Cet arrêt, sur le fond, fait suite à la requête introduite par la Guinée équatoriale devant la CIJ en 2016 pour faire reconnaitre l’immunité de juridiction pénale de M. Teodoro Nguema Obiang Mangue, alors second vice-président équato-guinéen chargé de la Défense et de la Sécurité, ainsi que le statut juridique de l’immeuble abritant l’ambassade équato-guinéenne en France. 

Dans sa requête introductive d'instance, la Guinée équatoriale avait indiqué que l’affaire tirait son origine de procédures pénales engagées contre M. Teodoro Nguema Obiang Mangue devant la justice française à partir de 2007, à la suite de plusieurs plaintes déposées par des associations et par des personnes privées contre certains chefs d’Etat africains et des membres de leurs familles, pour des faits de « détournements de fonds publics dans leur pays d’origine, dont les produits auraient été investis en France ». 

En 2018, dans son arrêt sur les exceptions préliminaires, la CIJ avait admis qu’elle n’avait pas compétence sur la base de l’article 35 de la Convention des Nations Unies contre la criminalité transnationale organisée. En revanche, elle avait compétence, sur la base du protocole de signature facultative à la CVRD concernant le règlement obligatoire des différends, pour se prononcer sur la requête déposée par la Guinée équatoriale, en ce qu’elle avait trait au statut de l’immeuble sis au 42 avenue Foch à Paris en tant que locaux de la mission, et que ce volet de la requête était recevable.

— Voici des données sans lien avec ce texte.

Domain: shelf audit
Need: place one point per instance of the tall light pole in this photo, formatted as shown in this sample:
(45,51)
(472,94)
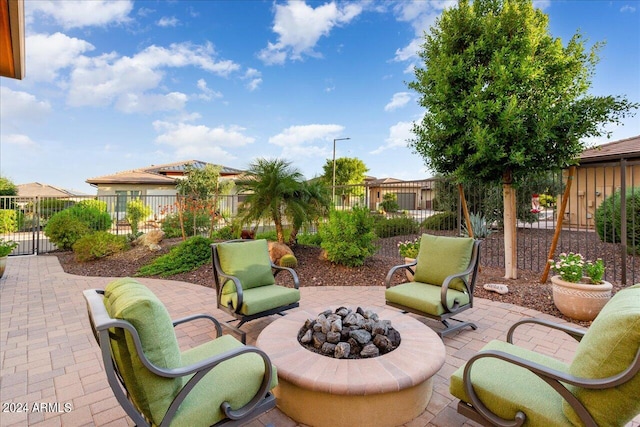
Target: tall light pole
(333,186)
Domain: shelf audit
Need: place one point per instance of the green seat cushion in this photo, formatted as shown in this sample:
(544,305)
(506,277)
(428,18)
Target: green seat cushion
(424,297)
(235,381)
(248,261)
(129,300)
(257,300)
(608,348)
(506,388)
(442,256)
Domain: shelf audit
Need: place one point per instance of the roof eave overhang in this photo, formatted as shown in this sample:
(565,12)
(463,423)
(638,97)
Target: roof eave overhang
(12,39)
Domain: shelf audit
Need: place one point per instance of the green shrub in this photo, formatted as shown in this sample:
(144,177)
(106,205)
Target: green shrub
(171,224)
(441,221)
(608,219)
(390,202)
(348,237)
(8,221)
(65,228)
(98,245)
(187,256)
(288,260)
(93,203)
(398,226)
(223,233)
(136,212)
(309,239)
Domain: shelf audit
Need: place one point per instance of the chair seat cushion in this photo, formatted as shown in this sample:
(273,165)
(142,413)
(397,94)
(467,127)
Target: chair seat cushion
(442,256)
(129,300)
(424,297)
(506,388)
(608,348)
(257,300)
(248,261)
(235,381)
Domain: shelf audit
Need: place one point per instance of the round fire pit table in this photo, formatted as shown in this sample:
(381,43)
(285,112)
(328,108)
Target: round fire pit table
(387,390)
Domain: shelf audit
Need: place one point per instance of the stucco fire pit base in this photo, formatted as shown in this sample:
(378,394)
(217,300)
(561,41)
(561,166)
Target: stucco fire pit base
(388,390)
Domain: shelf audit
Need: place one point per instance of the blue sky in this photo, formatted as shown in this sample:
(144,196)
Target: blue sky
(117,85)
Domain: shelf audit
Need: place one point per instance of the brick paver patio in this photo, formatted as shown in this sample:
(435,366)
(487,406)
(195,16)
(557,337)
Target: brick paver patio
(48,354)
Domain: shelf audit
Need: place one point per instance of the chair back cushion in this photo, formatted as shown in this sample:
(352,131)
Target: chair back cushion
(440,257)
(249,261)
(608,348)
(129,300)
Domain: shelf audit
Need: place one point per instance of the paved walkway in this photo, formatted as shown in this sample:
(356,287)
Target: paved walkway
(48,354)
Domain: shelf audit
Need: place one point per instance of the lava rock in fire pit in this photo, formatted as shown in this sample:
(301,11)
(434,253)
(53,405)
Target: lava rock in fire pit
(348,334)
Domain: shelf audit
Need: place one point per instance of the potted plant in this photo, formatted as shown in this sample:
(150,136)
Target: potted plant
(6,247)
(409,251)
(578,289)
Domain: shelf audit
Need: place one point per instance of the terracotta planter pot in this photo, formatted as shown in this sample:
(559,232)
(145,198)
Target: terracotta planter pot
(406,271)
(580,301)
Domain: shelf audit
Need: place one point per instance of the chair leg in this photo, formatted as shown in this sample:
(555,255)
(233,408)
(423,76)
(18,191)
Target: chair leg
(448,329)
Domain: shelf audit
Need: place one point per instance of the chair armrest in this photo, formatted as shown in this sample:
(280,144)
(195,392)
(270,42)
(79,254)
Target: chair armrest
(387,280)
(552,377)
(294,275)
(575,333)
(239,292)
(186,319)
(203,367)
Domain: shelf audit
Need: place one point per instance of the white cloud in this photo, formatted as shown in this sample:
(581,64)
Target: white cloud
(145,11)
(207,93)
(255,79)
(22,141)
(22,106)
(124,80)
(81,13)
(148,103)
(300,26)
(201,141)
(167,21)
(399,100)
(306,141)
(399,134)
(47,54)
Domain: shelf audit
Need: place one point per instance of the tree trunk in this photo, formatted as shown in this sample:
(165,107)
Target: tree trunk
(510,236)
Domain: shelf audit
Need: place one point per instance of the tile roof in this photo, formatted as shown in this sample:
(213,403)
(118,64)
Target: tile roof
(34,189)
(628,148)
(157,174)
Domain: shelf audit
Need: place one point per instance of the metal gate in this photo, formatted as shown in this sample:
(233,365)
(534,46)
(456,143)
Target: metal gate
(20,221)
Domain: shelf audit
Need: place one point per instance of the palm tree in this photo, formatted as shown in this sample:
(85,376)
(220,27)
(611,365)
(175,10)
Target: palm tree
(314,201)
(273,188)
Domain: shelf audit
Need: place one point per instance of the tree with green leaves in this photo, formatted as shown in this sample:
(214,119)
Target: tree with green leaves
(350,174)
(276,191)
(504,99)
(316,200)
(201,192)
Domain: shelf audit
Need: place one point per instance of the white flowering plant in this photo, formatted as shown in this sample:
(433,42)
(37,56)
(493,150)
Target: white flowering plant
(409,248)
(572,267)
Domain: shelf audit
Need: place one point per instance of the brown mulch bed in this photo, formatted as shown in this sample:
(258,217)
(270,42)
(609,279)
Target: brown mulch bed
(312,270)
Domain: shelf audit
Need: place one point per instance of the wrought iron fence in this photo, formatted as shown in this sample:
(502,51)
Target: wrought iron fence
(595,219)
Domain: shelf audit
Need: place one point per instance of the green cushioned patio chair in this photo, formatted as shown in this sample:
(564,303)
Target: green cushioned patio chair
(220,382)
(508,385)
(443,282)
(245,281)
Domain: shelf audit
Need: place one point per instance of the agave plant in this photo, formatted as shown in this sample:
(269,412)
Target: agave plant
(479,225)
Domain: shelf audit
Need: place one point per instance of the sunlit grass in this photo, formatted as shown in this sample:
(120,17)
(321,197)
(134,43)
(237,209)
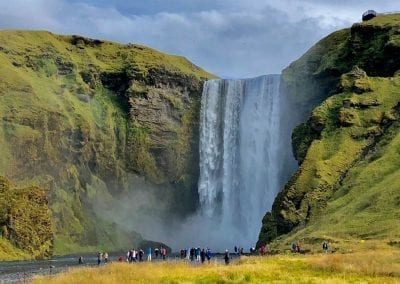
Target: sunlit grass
(361,267)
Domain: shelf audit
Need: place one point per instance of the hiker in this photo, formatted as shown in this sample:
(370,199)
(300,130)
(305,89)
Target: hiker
(134,255)
(163,252)
(208,255)
(191,254)
(149,254)
(202,255)
(99,257)
(325,247)
(226,257)
(182,253)
(298,247)
(141,253)
(198,250)
(293,247)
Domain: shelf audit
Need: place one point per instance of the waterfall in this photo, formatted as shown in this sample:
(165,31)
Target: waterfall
(240,157)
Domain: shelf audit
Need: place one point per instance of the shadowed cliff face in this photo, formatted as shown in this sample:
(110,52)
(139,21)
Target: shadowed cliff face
(79,117)
(353,74)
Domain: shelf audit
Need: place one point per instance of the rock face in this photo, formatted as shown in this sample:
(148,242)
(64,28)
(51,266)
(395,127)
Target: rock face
(81,117)
(351,75)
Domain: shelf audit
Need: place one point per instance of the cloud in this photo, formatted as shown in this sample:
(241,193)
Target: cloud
(241,38)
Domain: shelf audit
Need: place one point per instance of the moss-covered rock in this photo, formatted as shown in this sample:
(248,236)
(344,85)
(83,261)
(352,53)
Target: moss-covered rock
(25,219)
(351,74)
(79,116)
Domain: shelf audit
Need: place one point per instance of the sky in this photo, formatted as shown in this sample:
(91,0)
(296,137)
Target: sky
(230,38)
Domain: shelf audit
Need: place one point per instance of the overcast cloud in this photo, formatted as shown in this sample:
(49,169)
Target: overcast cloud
(234,39)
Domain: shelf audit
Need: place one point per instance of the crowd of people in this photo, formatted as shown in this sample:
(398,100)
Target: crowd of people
(134,255)
(193,254)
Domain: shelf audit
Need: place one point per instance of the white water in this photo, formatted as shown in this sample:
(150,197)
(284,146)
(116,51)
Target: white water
(240,157)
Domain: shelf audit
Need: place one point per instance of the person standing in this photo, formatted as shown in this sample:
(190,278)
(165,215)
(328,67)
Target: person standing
(149,254)
(99,258)
(163,253)
(325,247)
(226,257)
(203,255)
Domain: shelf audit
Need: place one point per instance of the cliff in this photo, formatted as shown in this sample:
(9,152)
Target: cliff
(80,120)
(348,148)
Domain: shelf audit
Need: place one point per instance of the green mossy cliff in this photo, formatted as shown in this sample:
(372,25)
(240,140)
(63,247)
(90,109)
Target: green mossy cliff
(79,118)
(348,149)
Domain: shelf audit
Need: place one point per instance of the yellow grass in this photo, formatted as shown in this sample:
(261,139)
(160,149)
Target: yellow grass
(361,267)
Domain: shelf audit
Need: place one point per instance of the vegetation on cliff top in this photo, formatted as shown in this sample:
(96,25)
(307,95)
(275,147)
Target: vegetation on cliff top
(345,187)
(367,266)
(68,125)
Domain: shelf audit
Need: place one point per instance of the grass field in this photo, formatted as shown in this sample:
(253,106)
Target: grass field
(373,266)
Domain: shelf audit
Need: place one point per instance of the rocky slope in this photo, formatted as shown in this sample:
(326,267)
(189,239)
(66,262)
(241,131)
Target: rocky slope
(81,119)
(348,149)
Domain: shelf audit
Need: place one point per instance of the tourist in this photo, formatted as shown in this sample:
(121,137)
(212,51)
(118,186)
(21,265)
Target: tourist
(203,255)
(298,247)
(208,255)
(191,254)
(226,257)
(99,258)
(325,247)
(163,253)
(198,250)
(293,247)
(141,253)
(149,254)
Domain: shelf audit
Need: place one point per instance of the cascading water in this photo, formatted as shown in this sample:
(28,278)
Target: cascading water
(240,157)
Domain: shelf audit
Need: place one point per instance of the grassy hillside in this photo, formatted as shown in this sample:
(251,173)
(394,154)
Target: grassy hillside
(361,267)
(345,189)
(69,124)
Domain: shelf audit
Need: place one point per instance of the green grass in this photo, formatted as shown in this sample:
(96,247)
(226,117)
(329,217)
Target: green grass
(367,267)
(345,188)
(66,125)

Dans cette affaire, les deux parties s’opposaient, d’une part, quant au statut véritable de l’immeuble du 42 avenue Foch à Paris, la Guinée équatoriale défendant, contrairement à la position des autorités françaises, qu’il s’agissait de locaux de la mission diplomatique équato-guinéenne en France, conformément à la définition de l’alinéa i) de l’article 1er de la CVRD. Selon cette disposition : « L’expression ‘locaux de la mission’ s’entend des bâtiments ou des parties de bâtiments et du terrain attenant qui, quel qu’en soit le propriétaire, sont utilisés aux fins de la mission, y compris la résidence du chef de la mission ».

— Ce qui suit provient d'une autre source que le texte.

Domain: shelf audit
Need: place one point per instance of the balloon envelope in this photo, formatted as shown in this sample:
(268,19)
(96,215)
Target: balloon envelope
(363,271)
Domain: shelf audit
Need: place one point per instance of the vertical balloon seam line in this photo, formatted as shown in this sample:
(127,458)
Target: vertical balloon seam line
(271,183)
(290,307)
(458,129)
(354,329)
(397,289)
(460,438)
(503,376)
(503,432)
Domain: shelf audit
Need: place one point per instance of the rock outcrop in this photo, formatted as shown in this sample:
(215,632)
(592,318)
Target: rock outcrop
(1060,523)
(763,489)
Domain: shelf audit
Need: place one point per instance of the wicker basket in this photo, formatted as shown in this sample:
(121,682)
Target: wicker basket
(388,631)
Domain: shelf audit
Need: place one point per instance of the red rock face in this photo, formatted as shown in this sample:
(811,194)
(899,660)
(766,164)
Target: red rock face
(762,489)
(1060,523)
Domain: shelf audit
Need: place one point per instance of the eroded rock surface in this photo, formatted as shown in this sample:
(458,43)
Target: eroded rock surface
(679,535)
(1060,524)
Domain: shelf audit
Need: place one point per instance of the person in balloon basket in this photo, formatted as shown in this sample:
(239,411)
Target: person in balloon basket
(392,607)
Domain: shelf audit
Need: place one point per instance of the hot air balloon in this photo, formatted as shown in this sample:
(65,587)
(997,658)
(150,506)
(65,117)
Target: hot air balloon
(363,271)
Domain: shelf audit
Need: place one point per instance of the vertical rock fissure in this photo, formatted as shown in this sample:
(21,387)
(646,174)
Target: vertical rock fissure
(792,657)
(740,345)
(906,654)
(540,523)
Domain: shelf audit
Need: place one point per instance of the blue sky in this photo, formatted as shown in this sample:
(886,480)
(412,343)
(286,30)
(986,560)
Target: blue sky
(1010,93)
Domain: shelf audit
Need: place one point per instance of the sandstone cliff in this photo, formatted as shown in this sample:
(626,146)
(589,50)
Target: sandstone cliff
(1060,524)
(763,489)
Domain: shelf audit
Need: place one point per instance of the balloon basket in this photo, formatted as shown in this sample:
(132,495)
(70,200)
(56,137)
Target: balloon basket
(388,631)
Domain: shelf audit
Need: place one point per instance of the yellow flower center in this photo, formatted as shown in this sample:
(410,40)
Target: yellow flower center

Les deux parties s’opposaient, d’autre part, quant à la légalité des mesures prises par les autorités françaises à l’égard de cet immeuble à l’aune des obligations de la France en vertu de l’article 22 de la CVRD reconnaissant l’inviolabilité des locaux des missions diplomatiques et l’immunité de ces dernières en matière de perquisition et de saisie. Selon cet article : « 1. Les locaux de la mission sont inviolables. Il n’est pas permis aux agents de l’État accréditaire d’y pénétrer, sauf avec le consentement du chef de la mission. 2. L’État accréditaire a l’obligation spéciale de prendre toutes mesures appropriées afin d’empêcher que les locaux de la mission ne soient envahis ou endommagés, la paix de la mission troublée ou sa dignité amoindrie. 3. Les locaux de la mission, leur ameublement et les autres objets qui s’y trouvent, ainsi que les moyens de transport de la mission, ne peuvent faire l’objet d’aucune perquisition, réquisition, saisie ou mesure d’exécution ».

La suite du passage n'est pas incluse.